StackOverflow is a new programming Q&A web site created by Jeff Attwood and Joel Spolsky. (Well, I think Joel just helped fund and promote it, he didn’t do any of the actual creation — that was Jeff and his team). It is still in beta, and things are still in flux, but the changes are calming down somewhat. It’s not a discussion board (though some would like to use it that way), it’s specifically designed for programming questions and answers. The questions can be as detailed as you need them to be (here’s one on writing XML files using a particular tool in a particular encoding scheme using C#), but there are lots of more generic ones too. One seemingly popular question is “what are some of your favourite “hidden” features of ” — there are such questions on C, C++, C#, Java, python, perl, and others. I’ve found a couple of helpful tips in those ones.
The site was meant to be an amalgam of Yahoo! Answers (though only for programming questions), digg, and a wiki. You can ask and answer questions (and make comments on both), and each question can have one “accepted” answer.
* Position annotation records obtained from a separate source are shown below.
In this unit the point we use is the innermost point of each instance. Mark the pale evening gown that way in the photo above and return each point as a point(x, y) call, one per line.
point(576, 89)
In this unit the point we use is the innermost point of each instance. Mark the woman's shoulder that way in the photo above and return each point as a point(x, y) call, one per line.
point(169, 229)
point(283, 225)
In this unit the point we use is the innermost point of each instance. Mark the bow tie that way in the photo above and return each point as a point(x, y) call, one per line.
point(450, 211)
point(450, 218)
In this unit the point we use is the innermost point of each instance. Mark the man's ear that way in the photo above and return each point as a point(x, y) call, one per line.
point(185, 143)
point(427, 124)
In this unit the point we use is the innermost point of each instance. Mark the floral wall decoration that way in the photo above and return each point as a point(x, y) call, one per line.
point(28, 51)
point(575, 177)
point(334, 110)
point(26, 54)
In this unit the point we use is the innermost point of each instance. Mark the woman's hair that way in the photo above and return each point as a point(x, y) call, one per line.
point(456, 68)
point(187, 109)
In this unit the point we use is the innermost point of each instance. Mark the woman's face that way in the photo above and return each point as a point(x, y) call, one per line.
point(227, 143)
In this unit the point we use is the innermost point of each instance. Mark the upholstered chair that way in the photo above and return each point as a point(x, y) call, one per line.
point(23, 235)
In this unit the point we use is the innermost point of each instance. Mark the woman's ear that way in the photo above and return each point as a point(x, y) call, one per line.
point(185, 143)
For each question and answer, you can “upvote” if you like it (i.e. it’s correct, partially correct, or at least helpful) or “downvote” if you don’t (if it’s wrong or not helpful at all). You can also mark a question or answer as “offensive” if it’s hate speech or spam or something like that. If an question or answer gets enough offensive votes, it vanishes entirely. With the speed at which things get voted on, this can happen very quickly, so if someone posts some spam “question”, it will likely vanish within a couple of minutes. You can also tag each question with up to five categories, similar to gmail labels, so if you want to search for all questions on C#, you can just click the C# tag. (There’s even a sqlanywhere tag, though there’s only been one SQL Anywhere question so far.) The idea of the site is that if you have a programming question, even if you don’t know about SO, google searches will hit the SO site and you’ll find your answer quickly and easily.
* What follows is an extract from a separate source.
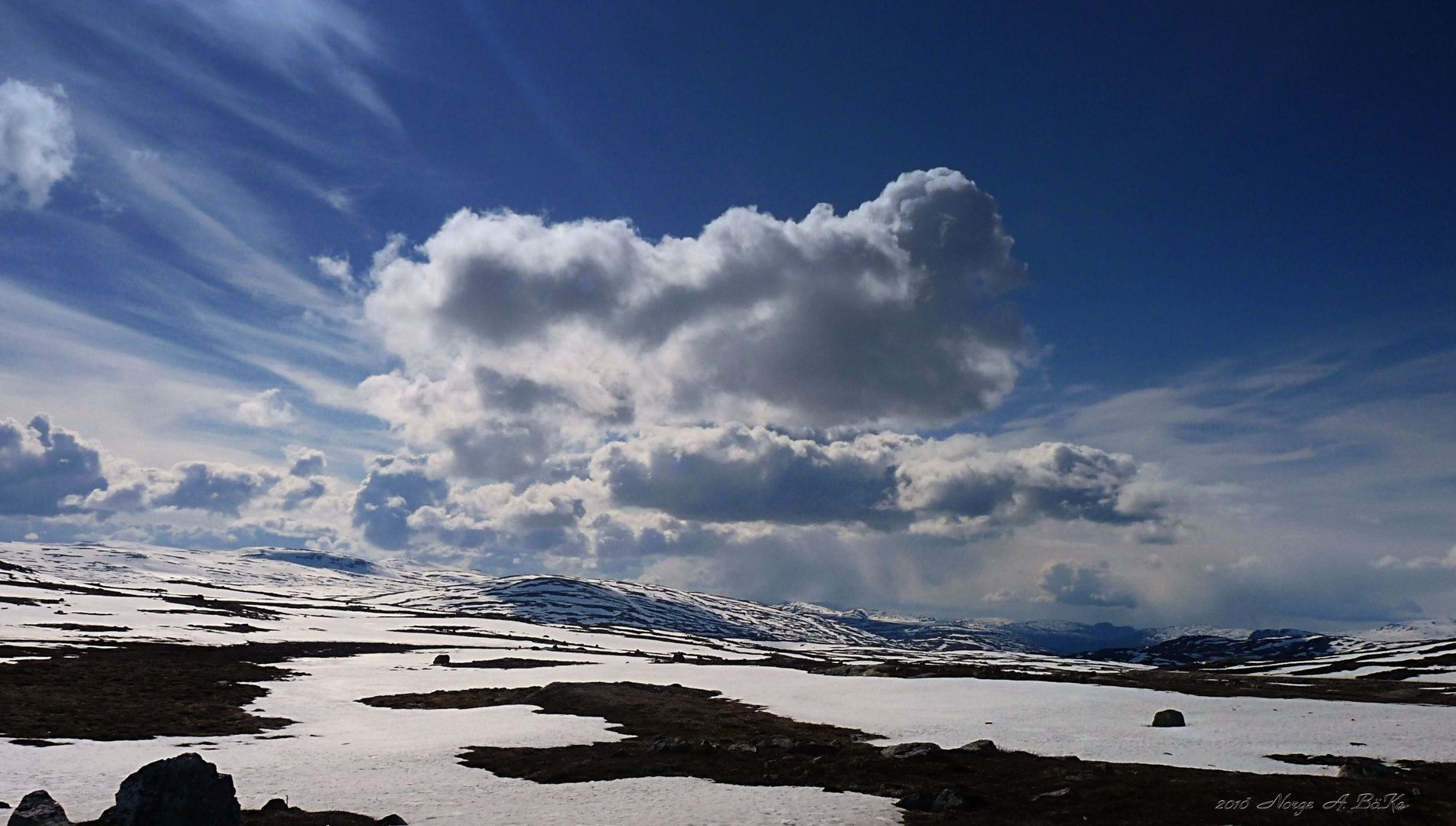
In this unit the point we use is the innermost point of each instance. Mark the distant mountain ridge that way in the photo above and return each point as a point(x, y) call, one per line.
point(575, 601)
I think the idea of this site originated in part with experts-exchange.com (which used to be expertsexchange.com but they added the dash because it looked like ExpertSexChange.com (snicker)). A number of times in the past, I have done Google searches looking for information, and came across a question on that site that was similar to the information I was looking for. But when I went to the site to look at the conversation, it said that I had to become a member (i.e. pay) to see the answers. I immediately thought “bite me” and went to the next Google entry. I’m sure Jeff did the same thing, and then decided that having such a site for programmers that was free would be a good thing.
On a related note, there is advertising on the SO site, but it’s only one unobtrusive ad down the right side of each page. Maybe I’m naïve when it comes to internet advertising (actually, there’s no maybe about it), but I can’t imagine that even with several thousand users, that one ad is bringing in enough money to pay Jeff a living wage (he is working on this full-time) plus pay the other three or four part-time employees.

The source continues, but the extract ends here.